Is this plan realistic? Believe me, I am not naïve. After the rebuke my party suffered in
the 2008 Canadian Federal election, I am not one to underestimate the political obstacles
any government will face when trying to implement an economy-wide price on GHG
emissions. I am well aware that here in the US, part of the Congress, backed by a
majority of Americans,6i s opposed to President Obama’s current initiatives to regulate
GHG emissions through the Environmental Protection Agency.
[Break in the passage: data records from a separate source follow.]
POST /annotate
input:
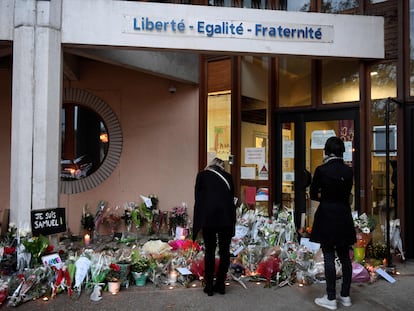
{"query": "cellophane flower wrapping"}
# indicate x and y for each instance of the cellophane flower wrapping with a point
(99, 267)
(82, 265)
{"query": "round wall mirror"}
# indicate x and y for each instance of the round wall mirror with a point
(91, 141)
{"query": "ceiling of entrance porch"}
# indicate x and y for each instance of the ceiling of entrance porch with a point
(176, 66)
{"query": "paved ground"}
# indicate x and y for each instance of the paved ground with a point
(379, 296)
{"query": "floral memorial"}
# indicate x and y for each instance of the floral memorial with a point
(150, 247)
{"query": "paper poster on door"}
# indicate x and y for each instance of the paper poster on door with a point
(319, 138)
(254, 155)
(263, 171)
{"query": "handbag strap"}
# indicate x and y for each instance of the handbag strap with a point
(221, 176)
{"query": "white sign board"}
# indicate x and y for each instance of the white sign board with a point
(221, 29)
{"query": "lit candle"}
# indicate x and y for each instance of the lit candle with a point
(87, 239)
(173, 277)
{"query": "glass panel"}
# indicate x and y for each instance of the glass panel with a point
(316, 135)
(294, 82)
(288, 165)
(84, 142)
(336, 6)
(294, 5)
(411, 47)
(219, 110)
(254, 130)
(383, 81)
(383, 85)
(340, 81)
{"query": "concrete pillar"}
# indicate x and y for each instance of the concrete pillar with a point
(36, 106)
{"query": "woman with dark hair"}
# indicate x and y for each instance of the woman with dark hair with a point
(333, 225)
(215, 216)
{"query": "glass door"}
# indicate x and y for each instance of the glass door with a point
(303, 137)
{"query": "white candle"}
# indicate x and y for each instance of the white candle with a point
(87, 239)
(173, 277)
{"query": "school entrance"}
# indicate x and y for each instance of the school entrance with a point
(300, 140)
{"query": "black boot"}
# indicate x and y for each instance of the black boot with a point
(219, 287)
(208, 289)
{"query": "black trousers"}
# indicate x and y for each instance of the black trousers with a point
(212, 236)
(330, 271)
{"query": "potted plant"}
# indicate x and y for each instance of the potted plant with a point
(140, 268)
(113, 278)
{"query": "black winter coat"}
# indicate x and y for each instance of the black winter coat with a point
(331, 186)
(214, 201)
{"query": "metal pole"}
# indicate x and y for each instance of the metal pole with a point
(387, 180)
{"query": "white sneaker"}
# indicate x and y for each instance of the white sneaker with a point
(326, 303)
(345, 301)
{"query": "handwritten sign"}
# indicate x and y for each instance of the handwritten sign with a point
(48, 221)
(52, 260)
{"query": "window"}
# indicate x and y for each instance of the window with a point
(294, 82)
(340, 81)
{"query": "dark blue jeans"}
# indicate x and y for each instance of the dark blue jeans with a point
(210, 236)
(330, 271)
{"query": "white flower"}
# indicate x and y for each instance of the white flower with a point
(366, 230)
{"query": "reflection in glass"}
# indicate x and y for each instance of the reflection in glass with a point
(384, 81)
(84, 142)
(294, 5)
(340, 81)
(254, 112)
(411, 47)
(219, 110)
(288, 164)
(294, 82)
(336, 6)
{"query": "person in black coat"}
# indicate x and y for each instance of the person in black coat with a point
(215, 216)
(333, 225)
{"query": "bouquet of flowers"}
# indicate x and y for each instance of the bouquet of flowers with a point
(128, 209)
(364, 226)
(112, 219)
(179, 216)
(100, 211)
(149, 208)
(269, 268)
(88, 220)
(364, 223)
(114, 273)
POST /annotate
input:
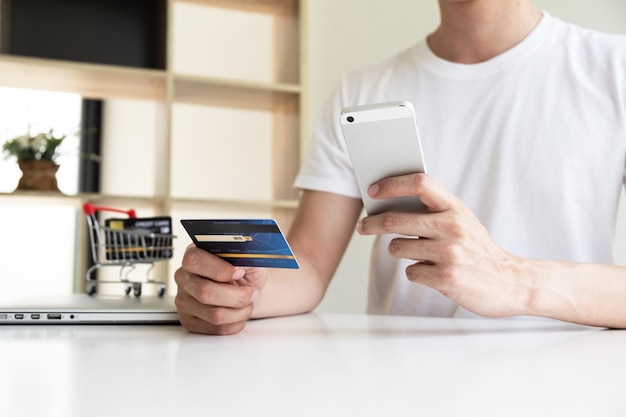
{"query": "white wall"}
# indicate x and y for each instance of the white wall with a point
(345, 34)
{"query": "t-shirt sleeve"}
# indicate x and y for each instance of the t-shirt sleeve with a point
(326, 166)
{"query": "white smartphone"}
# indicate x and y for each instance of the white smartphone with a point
(383, 141)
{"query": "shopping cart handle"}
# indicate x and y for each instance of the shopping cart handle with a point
(90, 210)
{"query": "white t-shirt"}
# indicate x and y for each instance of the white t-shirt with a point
(533, 141)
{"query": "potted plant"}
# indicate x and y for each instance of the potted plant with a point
(36, 156)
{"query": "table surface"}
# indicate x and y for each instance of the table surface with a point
(316, 365)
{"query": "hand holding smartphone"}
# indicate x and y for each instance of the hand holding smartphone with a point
(383, 141)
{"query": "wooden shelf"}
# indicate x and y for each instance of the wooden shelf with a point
(276, 7)
(281, 97)
(230, 93)
(89, 80)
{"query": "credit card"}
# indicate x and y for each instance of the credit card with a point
(256, 242)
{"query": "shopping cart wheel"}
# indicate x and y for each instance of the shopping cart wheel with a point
(91, 288)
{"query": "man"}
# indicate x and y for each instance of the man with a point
(523, 119)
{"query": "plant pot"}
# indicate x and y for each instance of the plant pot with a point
(38, 175)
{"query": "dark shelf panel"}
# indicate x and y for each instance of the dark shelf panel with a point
(113, 32)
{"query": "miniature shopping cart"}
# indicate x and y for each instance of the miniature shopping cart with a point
(125, 243)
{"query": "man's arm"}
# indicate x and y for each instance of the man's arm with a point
(319, 236)
(456, 256)
(215, 297)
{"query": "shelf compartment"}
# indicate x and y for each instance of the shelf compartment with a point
(89, 80)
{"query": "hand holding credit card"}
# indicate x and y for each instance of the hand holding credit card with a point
(254, 243)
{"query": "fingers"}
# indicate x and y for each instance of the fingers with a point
(213, 296)
(210, 319)
(429, 191)
(200, 262)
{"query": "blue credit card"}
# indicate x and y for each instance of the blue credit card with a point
(257, 242)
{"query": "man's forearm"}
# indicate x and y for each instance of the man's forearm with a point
(289, 292)
(584, 293)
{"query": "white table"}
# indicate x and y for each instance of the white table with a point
(316, 365)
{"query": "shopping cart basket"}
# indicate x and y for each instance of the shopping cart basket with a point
(116, 246)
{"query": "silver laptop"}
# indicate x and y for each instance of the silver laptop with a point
(82, 308)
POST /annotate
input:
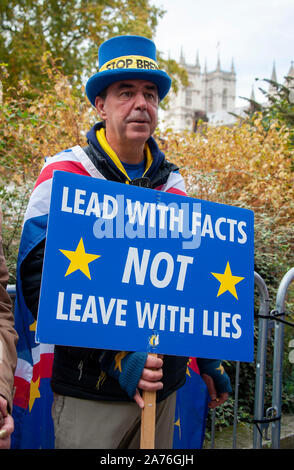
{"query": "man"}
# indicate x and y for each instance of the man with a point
(97, 399)
(8, 340)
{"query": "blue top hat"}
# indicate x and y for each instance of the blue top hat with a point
(127, 58)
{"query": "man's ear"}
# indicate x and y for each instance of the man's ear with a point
(99, 105)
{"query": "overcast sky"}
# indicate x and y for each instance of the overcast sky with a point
(254, 33)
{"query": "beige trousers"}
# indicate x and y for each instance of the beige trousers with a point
(87, 424)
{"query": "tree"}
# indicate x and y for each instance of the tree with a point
(70, 32)
(278, 107)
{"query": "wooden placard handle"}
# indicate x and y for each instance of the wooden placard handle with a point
(148, 420)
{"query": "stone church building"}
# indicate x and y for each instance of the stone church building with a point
(209, 93)
(211, 96)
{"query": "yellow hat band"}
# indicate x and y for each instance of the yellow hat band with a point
(130, 62)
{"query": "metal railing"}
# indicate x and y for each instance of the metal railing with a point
(266, 319)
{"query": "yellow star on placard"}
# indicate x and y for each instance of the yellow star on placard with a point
(79, 259)
(118, 358)
(228, 281)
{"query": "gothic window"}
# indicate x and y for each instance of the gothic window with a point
(210, 100)
(188, 97)
(225, 99)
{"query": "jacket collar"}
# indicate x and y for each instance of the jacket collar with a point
(154, 156)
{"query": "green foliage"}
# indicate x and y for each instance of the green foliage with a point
(278, 107)
(70, 32)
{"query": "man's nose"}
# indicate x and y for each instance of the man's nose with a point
(140, 101)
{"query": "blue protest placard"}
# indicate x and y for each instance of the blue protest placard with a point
(136, 269)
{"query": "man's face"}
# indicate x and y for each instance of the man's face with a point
(130, 111)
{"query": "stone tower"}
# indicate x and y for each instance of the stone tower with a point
(208, 92)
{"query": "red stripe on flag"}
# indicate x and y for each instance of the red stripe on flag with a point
(70, 167)
(22, 392)
(46, 362)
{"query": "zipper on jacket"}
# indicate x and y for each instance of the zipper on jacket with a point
(80, 367)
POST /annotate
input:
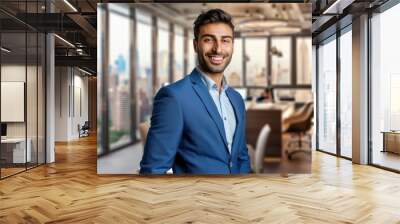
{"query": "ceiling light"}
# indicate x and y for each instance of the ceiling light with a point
(337, 7)
(65, 41)
(70, 5)
(286, 30)
(5, 50)
(255, 34)
(255, 24)
(84, 71)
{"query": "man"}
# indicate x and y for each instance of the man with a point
(198, 123)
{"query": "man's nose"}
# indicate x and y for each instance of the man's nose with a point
(217, 47)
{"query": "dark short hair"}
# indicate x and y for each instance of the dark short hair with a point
(212, 16)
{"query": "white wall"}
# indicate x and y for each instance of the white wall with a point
(71, 87)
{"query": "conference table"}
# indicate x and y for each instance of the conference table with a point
(273, 114)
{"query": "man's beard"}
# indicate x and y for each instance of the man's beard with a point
(206, 65)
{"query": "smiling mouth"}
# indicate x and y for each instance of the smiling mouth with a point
(216, 59)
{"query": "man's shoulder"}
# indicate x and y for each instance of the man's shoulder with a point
(176, 88)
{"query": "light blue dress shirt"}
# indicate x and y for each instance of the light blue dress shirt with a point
(224, 106)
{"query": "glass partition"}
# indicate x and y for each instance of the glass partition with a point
(256, 61)
(15, 152)
(385, 89)
(119, 78)
(281, 58)
(162, 53)
(327, 96)
(346, 94)
(303, 60)
(178, 53)
(234, 71)
(144, 85)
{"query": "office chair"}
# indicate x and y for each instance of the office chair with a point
(257, 155)
(84, 130)
(300, 125)
(143, 130)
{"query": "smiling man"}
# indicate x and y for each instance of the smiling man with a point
(198, 123)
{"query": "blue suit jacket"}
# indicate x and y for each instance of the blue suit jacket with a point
(187, 133)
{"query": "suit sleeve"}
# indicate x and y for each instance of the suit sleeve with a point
(243, 158)
(164, 134)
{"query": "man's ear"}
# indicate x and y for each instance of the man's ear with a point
(195, 45)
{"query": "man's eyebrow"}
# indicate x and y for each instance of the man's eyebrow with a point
(213, 36)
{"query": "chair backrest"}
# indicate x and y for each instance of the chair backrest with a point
(143, 129)
(260, 148)
(304, 124)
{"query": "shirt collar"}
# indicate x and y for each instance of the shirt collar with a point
(210, 84)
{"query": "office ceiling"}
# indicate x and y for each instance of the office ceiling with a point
(76, 21)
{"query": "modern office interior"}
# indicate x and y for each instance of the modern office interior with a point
(319, 79)
(270, 68)
(43, 84)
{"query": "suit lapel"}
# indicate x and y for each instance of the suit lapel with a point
(208, 103)
(238, 115)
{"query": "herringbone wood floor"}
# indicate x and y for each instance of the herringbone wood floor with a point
(70, 191)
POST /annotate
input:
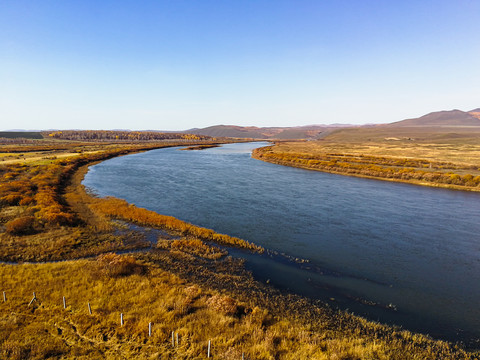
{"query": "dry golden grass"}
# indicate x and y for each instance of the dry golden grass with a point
(449, 165)
(45, 329)
(186, 286)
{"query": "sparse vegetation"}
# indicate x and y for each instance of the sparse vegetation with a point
(184, 284)
(399, 162)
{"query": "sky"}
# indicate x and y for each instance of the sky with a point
(181, 64)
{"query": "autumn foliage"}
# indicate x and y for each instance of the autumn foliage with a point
(374, 166)
(21, 226)
(114, 265)
(120, 209)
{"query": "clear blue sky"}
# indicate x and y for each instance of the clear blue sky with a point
(174, 65)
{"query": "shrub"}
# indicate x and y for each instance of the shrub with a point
(113, 265)
(21, 226)
(223, 304)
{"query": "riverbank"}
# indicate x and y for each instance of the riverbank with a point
(377, 161)
(184, 285)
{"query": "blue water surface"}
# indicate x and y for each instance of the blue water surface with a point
(397, 253)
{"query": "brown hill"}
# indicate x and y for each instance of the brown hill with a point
(475, 112)
(441, 118)
(288, 133)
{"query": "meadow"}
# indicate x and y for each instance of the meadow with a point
(58, 241)
(449, 161)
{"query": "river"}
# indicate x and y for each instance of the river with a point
(397, 253)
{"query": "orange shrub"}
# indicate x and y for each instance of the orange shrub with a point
(113, 265)
(21, 226)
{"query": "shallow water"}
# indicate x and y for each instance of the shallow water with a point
(397, 253)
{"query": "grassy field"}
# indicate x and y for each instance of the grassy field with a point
(450, 161)
(184, 284)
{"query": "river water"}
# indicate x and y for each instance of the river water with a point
(397, 253)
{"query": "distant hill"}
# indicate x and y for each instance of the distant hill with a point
(21, 135)
(475, 112)
(442, 118)
(283, 133)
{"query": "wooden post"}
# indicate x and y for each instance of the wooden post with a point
(33, 299)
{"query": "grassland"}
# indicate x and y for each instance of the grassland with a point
(435, 159)
(185, 284)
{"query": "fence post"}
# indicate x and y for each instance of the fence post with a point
(33, 299)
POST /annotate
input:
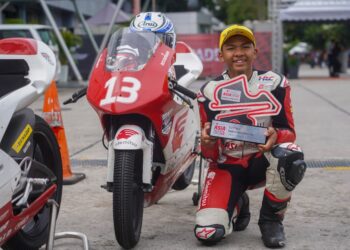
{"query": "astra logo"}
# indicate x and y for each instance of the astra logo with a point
(147, 24)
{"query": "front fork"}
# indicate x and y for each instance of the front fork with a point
(132, 137)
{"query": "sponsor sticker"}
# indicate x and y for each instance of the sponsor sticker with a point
(126, 134)
(231, 95)
(22, 138)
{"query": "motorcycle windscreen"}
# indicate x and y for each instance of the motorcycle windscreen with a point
(130, 51)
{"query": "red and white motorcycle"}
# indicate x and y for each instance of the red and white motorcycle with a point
(30, 161)
(149, 120)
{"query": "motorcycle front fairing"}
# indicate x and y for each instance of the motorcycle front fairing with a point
(143, 91)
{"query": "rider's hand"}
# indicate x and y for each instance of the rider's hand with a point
(206, 139)
(271, 134)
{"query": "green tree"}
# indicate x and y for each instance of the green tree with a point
(240, 11)
(316, 34)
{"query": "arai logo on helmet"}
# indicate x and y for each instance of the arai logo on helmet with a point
(147, 24)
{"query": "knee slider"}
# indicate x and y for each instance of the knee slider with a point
(291, 165)
(210, 233)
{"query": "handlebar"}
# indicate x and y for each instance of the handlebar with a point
(76, 96)
(175, 86)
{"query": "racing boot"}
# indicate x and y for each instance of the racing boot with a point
(209, 235)
(243, 217)
(270, 223)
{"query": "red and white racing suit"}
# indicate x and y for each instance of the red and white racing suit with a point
(236, 166)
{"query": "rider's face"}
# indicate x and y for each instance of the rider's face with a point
(238, 53)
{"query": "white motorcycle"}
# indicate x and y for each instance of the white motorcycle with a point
(30, 162)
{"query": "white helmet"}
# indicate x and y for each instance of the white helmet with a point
(155, 22)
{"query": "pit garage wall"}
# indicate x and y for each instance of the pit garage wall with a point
(206, 47)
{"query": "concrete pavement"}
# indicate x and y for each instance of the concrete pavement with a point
(319, 216)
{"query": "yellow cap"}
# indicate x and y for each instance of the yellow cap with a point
(236, 30)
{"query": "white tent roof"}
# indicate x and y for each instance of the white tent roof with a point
(317, 10)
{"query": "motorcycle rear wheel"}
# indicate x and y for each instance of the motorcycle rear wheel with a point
(185, 178)
(46, 151)
(128, 197)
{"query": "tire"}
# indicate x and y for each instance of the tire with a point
(128, 197)
(185, 179)
(46, 150)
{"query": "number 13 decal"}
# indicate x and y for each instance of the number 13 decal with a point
(130, 90)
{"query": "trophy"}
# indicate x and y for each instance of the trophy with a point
(243, 113)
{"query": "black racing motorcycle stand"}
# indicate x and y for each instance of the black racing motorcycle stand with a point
(52, 236)
(197, 195)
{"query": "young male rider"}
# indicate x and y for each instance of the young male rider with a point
(237, 166)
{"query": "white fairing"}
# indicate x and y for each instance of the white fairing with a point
(192, 63)
(131, 137)
(9, 177)
(42, 67)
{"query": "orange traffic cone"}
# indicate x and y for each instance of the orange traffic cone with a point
(52, 115)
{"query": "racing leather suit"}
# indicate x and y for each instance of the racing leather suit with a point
(237, 166)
So I understand why some will call my plan unrealistic. Yet, if anybody has a better idea
to avoid the astronomical economic, human and environmental costs of a 3 degree
Celsius global warming spell, let them speak up! True realism – and plain common sense
– dictate that as long as we are allowed to pollute for free, we will be unable to curb our
GHG emissions sufficiently.
We need worldwide carbon pricing in order to do what must be done to make the world's
economy truly sustainable. We need harmonized carbon pricing as an incentive to
replace coal with cleaner and renewable energy sources or at least to equip coal power
plants with effective carbon capture and storage technology; to enhance energy
efficiency; to develop affordable alternatives to petroleum-based fuels; to implement a
major retooling of transportation industries and a massive conversion of on-road vehicle
refueling infrastructures; to reduce high risk oil imports and increase energy security.
So what choice do we have, to protect humankind against a looming 3 degree Celsius
warming? Pursue our current initiatives – not without merit but definitively not good
enough? Let people continue deluding themselves in thinking that blocking a pipeline will
make a discernible difference in the fight against global warming? I suggest our best and
soundest choice, as denizens of a continent so gifted in natural resources and
technological knowhow, is to champion this much needed tool for an effective and
comprehensive climate and energy policy: a worldwide, harmonized carbon price.
6
United Technologies/National Journal Congressional Connection Poll, July 2013.